Wadjda was fun, mainly because of the girl’s acting and direction. It’s a sweet film that gets into some social issues in Saudi Arabia without being judgmental.
There was a New Yorker review of it a while ago that compared it with other bicycle-oriented films (like “kid with a bicycle”). That may be of interest. I’ll see if I can find it online.
Here’s the part of the review of “Wadjda” in The New Yorker that I liked:
“Nevertheless, ‘Wadjda’ deserves its place in the canon of two-wheeled movies: a slim but distinguished line, gliding from De Sica’s ‘Bicycle Thieves,’ Tati’s ‘Jour de Fête,’ and Truffauts ‘Les Mistons’ through to the Dardenne brothers’ ‘The Kid with a Bike.’ They all depend on an awkward clump of metal that has no use or purpose until it starts to move, at which point, especially for the young, it acquired a liberating grace.
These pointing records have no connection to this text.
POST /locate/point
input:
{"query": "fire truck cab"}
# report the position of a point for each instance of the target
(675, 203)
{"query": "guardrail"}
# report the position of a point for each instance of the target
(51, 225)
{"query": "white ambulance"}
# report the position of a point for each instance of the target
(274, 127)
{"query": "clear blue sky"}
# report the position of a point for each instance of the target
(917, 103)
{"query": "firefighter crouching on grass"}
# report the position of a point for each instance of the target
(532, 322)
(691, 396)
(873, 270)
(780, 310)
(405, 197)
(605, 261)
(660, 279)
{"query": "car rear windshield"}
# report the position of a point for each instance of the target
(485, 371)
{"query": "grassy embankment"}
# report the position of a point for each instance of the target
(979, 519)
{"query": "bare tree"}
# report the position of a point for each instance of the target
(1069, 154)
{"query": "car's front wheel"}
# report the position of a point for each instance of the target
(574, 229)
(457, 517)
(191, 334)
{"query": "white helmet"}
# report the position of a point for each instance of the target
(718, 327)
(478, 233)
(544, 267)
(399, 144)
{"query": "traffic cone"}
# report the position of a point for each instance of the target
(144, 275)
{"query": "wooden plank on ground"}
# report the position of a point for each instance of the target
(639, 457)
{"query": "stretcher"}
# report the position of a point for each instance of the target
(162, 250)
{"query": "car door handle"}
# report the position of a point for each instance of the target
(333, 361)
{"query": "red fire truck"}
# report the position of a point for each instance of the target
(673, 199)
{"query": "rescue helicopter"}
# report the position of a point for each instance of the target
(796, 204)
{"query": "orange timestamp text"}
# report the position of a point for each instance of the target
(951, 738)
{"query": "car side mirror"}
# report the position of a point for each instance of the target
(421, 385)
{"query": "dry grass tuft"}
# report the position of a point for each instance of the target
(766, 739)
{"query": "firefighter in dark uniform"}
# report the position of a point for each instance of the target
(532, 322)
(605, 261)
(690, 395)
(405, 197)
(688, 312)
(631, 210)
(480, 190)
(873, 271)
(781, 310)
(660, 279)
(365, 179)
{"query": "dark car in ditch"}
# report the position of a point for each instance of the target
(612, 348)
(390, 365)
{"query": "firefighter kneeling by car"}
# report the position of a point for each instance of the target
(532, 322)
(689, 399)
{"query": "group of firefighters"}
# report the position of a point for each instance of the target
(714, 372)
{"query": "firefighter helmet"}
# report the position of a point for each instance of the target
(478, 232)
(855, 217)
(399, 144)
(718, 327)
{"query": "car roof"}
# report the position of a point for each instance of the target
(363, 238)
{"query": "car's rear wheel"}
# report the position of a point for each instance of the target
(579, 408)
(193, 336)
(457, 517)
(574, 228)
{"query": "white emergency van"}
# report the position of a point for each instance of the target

Al Mansour is too smart to overdo the symbolic spin, but the thrust of her film, toward the end, could hardly be more urgent. Wadjda winds up at an intersection, watching traffic stream by in both directions. You might read the scene as a feminist renewal of ‘The 400 Blows,’ and of its celebrated freeze-frame at the ocean’s unwelcoming edge.”